You had met them at a block party years ago, when Bang Chan had tripped over your shoelaces and declared, with the solemnity only a three-year-old could muster, that you were now officially his “grown-up person.”
From that moment, your days began to revolve around him.
Mornings started with him barging into your kitchen, half-asleep, hair sticking out at every angle, and eyes that sparkled with mischief.
“I’m hungry! Make pancakes!” he would demand, stamping his little feet as though the kitchen itself owed him breakfast.
You would laugh, hands full of batter, as he jabbered endlessly about his dreams from the night before—dragons, talking dogs, and improbable adventures that never made much sense but were endlessly entertaining.

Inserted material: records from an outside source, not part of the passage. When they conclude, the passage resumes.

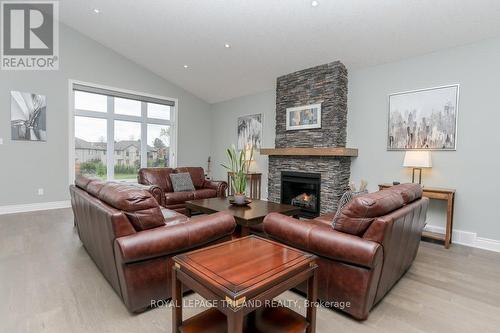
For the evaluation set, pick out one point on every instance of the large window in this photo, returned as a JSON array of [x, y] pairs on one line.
[[117, 133]]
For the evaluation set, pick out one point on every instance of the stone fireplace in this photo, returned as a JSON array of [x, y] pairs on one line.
[[312, 151], [302, 189]]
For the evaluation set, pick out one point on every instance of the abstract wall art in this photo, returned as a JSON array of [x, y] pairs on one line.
[[424, 119]]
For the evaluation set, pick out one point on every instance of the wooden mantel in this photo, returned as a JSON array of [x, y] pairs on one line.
[[340, 151]]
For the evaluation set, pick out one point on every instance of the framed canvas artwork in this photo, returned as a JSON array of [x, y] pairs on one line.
[[423, 119], [303, 117]]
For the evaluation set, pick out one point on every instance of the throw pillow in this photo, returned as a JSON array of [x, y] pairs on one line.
[[182, 182], [344, 200]]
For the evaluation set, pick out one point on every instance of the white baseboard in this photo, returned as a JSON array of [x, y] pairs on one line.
[[468, 238], [12, 209]]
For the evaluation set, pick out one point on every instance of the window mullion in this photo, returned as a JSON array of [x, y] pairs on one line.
[[144, 135], [111, 139]]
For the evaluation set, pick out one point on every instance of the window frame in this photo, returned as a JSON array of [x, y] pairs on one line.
[[110, 116]]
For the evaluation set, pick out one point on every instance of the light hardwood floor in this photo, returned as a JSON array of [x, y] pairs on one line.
[[48, 283]]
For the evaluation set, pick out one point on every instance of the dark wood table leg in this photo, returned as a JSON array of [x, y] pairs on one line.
[[245, 231], [235, 322], [449, 221], [312, 297], [176, 302]]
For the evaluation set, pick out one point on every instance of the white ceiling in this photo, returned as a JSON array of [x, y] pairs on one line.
[[270, 38]]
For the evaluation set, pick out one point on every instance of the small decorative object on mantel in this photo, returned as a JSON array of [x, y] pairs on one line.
[[238, 167], [303, 117], [424, 119], [417, 160], [28, 116]]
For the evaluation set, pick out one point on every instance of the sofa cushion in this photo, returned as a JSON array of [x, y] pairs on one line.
[[174, 198], [357, 216], [326, 218], [82, 181], [197, 175], [181, 182], [172, 217], [139, 206], [156, 176], [344, 201], [410, 192], [95, 186], [205, 193]]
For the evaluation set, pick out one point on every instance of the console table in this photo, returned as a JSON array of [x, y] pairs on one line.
[[447, 195]]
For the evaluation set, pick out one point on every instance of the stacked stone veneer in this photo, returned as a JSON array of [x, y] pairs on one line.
[[325, 84]]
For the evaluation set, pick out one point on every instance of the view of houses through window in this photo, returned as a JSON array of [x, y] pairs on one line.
[[109, 135]]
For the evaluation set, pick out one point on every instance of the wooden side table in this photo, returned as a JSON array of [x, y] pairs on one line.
[[254, 180], [447, 195]]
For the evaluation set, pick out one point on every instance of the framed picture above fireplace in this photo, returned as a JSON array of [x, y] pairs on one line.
[[303, 117]]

The afternoons were reserved for the quiet, domestic chaos of play. You built crooked towers of blocks that teetered dangerously and inevitably collapsed, then rebuilt them according to increasingly complicated rules that only Bang Chan seemed to understand.
You watched the same cartoon episodes over and over, chanting along with every line, until the characters felt like old friends rather than mere drawings on a screen.
Secret sweets after dinner were your shared rebellion against the rigid structure of his tiny world—a chocolate bar hidden behind a cushion, a cookie slipped under the table—rituals that bound you together in conspiratorial joy.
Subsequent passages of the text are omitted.